The Bradley Health Plan
December 6, 1999
Former Sen. Bill Bradley is the first credible presidential candidate to call for abolishing Medicaid and allowing low-income families to buy private insurance instead. He would also give tax relief to those who buy their own insurance by creating tax credits for low-income purchasers and tax deductions for everyone else.
Unfortunately, the Bradley plan has serious defects.
- For example, Bradley's tax credits would penalize low-income workers by increasing marginal tax rates -- effectively taking 73 cents out of a last dollar of wages.
- The proposal also would allow some taxpayers to triple-dip -- to get three separate tax breaks for the same insurance and waste federal money.
- The plan would encourage middle-income families to purchase too much insurance, and it would turn the nation's health plan for federal employees into a dumping ground for the sickest, most costly patients.
- And rather than creating private options for Medicare (as it does for Medicaid), the plan would enlarge and expand this federal program for seniors.

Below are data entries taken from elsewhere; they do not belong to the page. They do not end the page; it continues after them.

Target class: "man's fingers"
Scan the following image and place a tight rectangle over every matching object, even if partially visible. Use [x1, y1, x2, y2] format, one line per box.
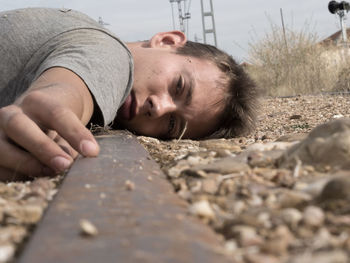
[0, 109, 73, 172]
[0, 167, 30, 182]
[0, 134, 49, 177]
[22, 92, 99, 157]
[47, 131, 78, 159]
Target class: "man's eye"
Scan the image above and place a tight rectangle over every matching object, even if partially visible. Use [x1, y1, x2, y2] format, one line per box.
[168, 115, 176, 136]
[175, 76, 184, 95]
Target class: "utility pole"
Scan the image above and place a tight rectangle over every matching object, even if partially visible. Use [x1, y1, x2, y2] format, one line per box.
[201, 0, 217, 46]
[98, 16, 109, 26]
[170, 0, 191, 35]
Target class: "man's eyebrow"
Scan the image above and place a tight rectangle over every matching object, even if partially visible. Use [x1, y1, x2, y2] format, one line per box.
[176, 76, 196, 139]
[185, 77, 196, 106]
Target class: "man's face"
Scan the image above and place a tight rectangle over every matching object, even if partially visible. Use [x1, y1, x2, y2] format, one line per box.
[117, 33, 224, 138]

Bradley estimates the plan will cost $65 billion a year and will insure an additional 30 million people (about two-thirds of the current uninsured). This amounts to $2,200 for each newly insured person, or $8,800 for a family of four. Harvard University Professor Martin Feldstein , however, puts the price tag at $110 billion in the first year alone. That equals $3,300 for each newly insured person, or more than $13,000 for a family of four.